Renards chinois, requins américains, rongeurs européens

par Pepe Escobar

Le «laboratoire BRICS» fait preuve d'un esprit créatif incessant et en constante adaptation. Il l'emporte à chaque fois sur la frénésie douanière.

La quatrième session plénière du Parti communiste chinois a été programmée par le Politburo pour octobre (aucune date précise n'a été annoncée ; probablement quatre jours au cours de la deuxième quinzaine d'octobre). C'est à ce moment-là que Pékin délibérera sur les grandes lignes de son prochain plan quinquennal. Le plénum devrait réunir plus de 370 membres du Comité central, l'élite du parti.

Pourquoi est-ce si crucial ? Parce que la Chine est la cible incontestée, aux côtés des principaux membres des BRICS, de la nouvelle «loi» universelle conçue par l'Empire du Chaos : Je tarife, donc je suis. Le prochain plan quinquennal devra donc prendre en considération tous les vecteurs découlant de cette nouvelle «loi».

La réunion plénière aura lieu quelques semaines après la grande parade organisée par Pékin pour célébrer la fin de la Seconde Guerre mondiale ; Vladimir Poutine est l'un des invités d'honneur de Xi.

De plus, le plénum aura lieu juste avant le sommet annuel de l'APEC (Coopération économique Asie-Pacifique), qui débutera le 31 octobre à Séoul. Ce sommet offre une occasion unique pour une rencontre directe et face à face entre Trump et Xi, que le Maître de Cirque, malgré toutes ses postures et ses tergiversations, cherche activement à obtenir.

Le plénum devra examiner attentivement comment la guerre commerciale, technologique et géopolitique qui oppose de facto les États-Unis et la Chine ne fera que s'intensifier. Même si le plan «Made in China 2025» s'est révélé être un succès retentissant, malgré la pression maximale exercée par Trump 1.0, les nouvelles décisions technologiques prises par la Chine en 2025 définiront la feuille de route à suivre dans tous les domaines, de l'intelligence artificielle à l'informatique quantique, en passant par les biotechnologies et la fusion nucléaire contrôlée.

Je suis ravi d'être votre larbin

Tout ce qui compte en matière de commerce et de technologie sera décidé entre les deux superpuissances économiques. Il est désormais clair qu'un troisième acteur potentiel, l'UE, s'est tout simplement engagé dans un suicide en série.

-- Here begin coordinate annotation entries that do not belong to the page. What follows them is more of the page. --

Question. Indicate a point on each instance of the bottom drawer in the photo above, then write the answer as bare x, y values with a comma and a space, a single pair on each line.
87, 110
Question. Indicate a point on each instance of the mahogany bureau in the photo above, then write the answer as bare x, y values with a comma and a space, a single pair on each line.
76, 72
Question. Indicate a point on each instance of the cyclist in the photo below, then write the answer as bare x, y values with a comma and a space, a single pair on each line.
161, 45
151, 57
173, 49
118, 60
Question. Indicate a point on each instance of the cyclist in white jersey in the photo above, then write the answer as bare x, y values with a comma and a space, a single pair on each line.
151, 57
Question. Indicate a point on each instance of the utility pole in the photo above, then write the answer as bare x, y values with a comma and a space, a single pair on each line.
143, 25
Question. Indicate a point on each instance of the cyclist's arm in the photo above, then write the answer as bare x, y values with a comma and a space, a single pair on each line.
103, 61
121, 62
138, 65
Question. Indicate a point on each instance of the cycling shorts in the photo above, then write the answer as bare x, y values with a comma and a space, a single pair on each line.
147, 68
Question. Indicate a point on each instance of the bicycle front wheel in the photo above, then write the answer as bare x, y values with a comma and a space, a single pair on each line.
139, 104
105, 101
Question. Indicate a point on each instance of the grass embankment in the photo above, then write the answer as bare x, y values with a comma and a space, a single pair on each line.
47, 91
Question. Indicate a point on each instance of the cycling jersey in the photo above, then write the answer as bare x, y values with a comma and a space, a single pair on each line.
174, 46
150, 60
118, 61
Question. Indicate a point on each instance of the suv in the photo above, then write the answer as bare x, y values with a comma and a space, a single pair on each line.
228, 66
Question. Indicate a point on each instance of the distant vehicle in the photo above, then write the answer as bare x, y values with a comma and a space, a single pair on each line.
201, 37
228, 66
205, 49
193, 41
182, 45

Commençons par le sommet Chine-UE du 24 juillet, qui a été marqué, entre autres subtilités, par le protocole de Pékin qui a daigné envoyer au mieux un humble bus touristique pour accueillir la délégation européenne, et par Xi Jinping qui, à toutes fins pratiques, a mis fin au sommet avant l'heure dans un message largement interprété dans le Sud mondial comme «nous n'avons pas de temps à perdre avec vous, bande de clowns».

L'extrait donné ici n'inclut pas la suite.